宮松と山下の映画専門家レビュー一覧

宮松と山下

教育番組『ピタゴラスイッチ』の佐藤雅彦、NHK連続テレビ小説『マッサン』の演出・関友太郎、様々なメディアデザインを手がける平瀬謙太朗からなる監督集団『5月』による人間ドラマ。記憶を失った端役専門俳優・宮松は、連日主人公ではない人生を演じ続ける。『5月』の初長編監督作品。主演は、「トウキョウソナタ」など数々の作品に出演してきた香川照之。2022年第70回サンセバスチャン国際映画祭New Directors部門にてワールドプレミア上映。
  • 映画・音楽ジャーナリスト

    宇野維正

    元「電通の花形クリエイター」(昔のイメージを引きずっていてすみません)を中心とする制作チームが、2022年にVシネマ時代の黒沢清作品のテイストと、その当時の黒沢作品(役からわざとらしさが抜けなくなった「クリーピー 偽りの隣人」以前)の香川照之のイメージをなぞっているのが素直に興味深い。

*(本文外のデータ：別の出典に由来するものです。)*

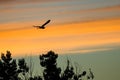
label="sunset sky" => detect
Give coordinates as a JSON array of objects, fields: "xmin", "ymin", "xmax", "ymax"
[
  {"xmin": 0, "ymin": 0, "xmax": 120, "ymax": 80},
  {"xmin": 0, "ymin": 0, "xmax": 120, "ymax": 56}
]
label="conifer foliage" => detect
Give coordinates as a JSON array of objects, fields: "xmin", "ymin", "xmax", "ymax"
[{"xmin": 0, "ymin": 51, "xmax": 29, "ymax": 80}]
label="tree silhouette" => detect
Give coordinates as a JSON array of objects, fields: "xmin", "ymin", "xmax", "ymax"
[
  {"xmin": 39, "ymin": 51, "xmax": 93, "ymax": 80},
  {"xmin": 0, "ymin": 51, "xmax": 94, "ymax": 80},
  {"xmin": 39, "ymin": 51, "xmax": 61, "ymax": 80},
  {"xmin": 0, "ymin": 51, "xmax": 29, "ymax": 80}
]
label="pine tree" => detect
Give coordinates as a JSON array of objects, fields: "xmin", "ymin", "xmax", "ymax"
[
  {"xmin": 0, "ymin": 51, "xmax": 29, "ymax": 80},
  {"xmin": 39, "ymin": 51, "xmax": 61, "ymax": 80}
]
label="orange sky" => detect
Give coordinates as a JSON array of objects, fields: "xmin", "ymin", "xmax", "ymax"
[
  {"xmin": 0, "ymin": 0, "xmax": 120, "ymax": 56},
  {"xmin": 0, "ymin": 18, "xmax": 120, "ymax": 55}
]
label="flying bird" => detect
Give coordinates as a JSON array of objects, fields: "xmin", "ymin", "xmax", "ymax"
[{"xmin": 33, "ymin": 20, "xmax": 50, "ymax": 29}]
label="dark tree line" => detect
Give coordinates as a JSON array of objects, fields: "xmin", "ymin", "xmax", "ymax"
[{"xmin": 0, "ymin": 51, "xmax": 94, "ymax": 80}]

シーンが変わってからもしばらくは本篇なのか劇中作品なのかわからない趣向も上手くいっている。構図がいちいちキマりすぎてるのが、観ていてちょっと恥ずかしかったけど。

  • 映画評論家

    北川れい子

    うわっ、鮮やか、おみごと、後を引く面白さ。瓦屋根の冒頭からそれに続く数シーンの種と仕掛けは、大袈裟ではなく、名マジシャンのトリックのように颯爽としていて、しかも当然大真面目。エキストラをしている宮松を種、おっと軸にして、その撮影場面を、映画でよく使われる“夢オチ”つまり主人公の妄想、幻想ふうにつなげているのだが、監督集団〈5月〉の方々の語り口、実に素晴らしい。ロープウェイの場面も効果的。宮松が山下になってからの香川照之のゆれる表情に降参。

  • 映画文筆系フリーライター。退役映写技師

    千浦僚

    そうじゃない。以前この欄で役者をやっている若者の群像劇を評したときにも感じた。出番がないとか、端役であるとかいう彼らが茫洋としているのは認識の誤りというか、そうでなく水面下で足掻く者をしか私は認めぬ。そして香川照之氏。かつて足掻いていた。熱かった。静ドン、黒沢清Vシネの彼を忘れない。だが驕ったか。スコセッシ「沈黙」を降ろされてからやり直した、亡くなるまでの隆大介氏は素晴しかった。香川氏もまた戻って足掻けばいい。ここではないあの場所で。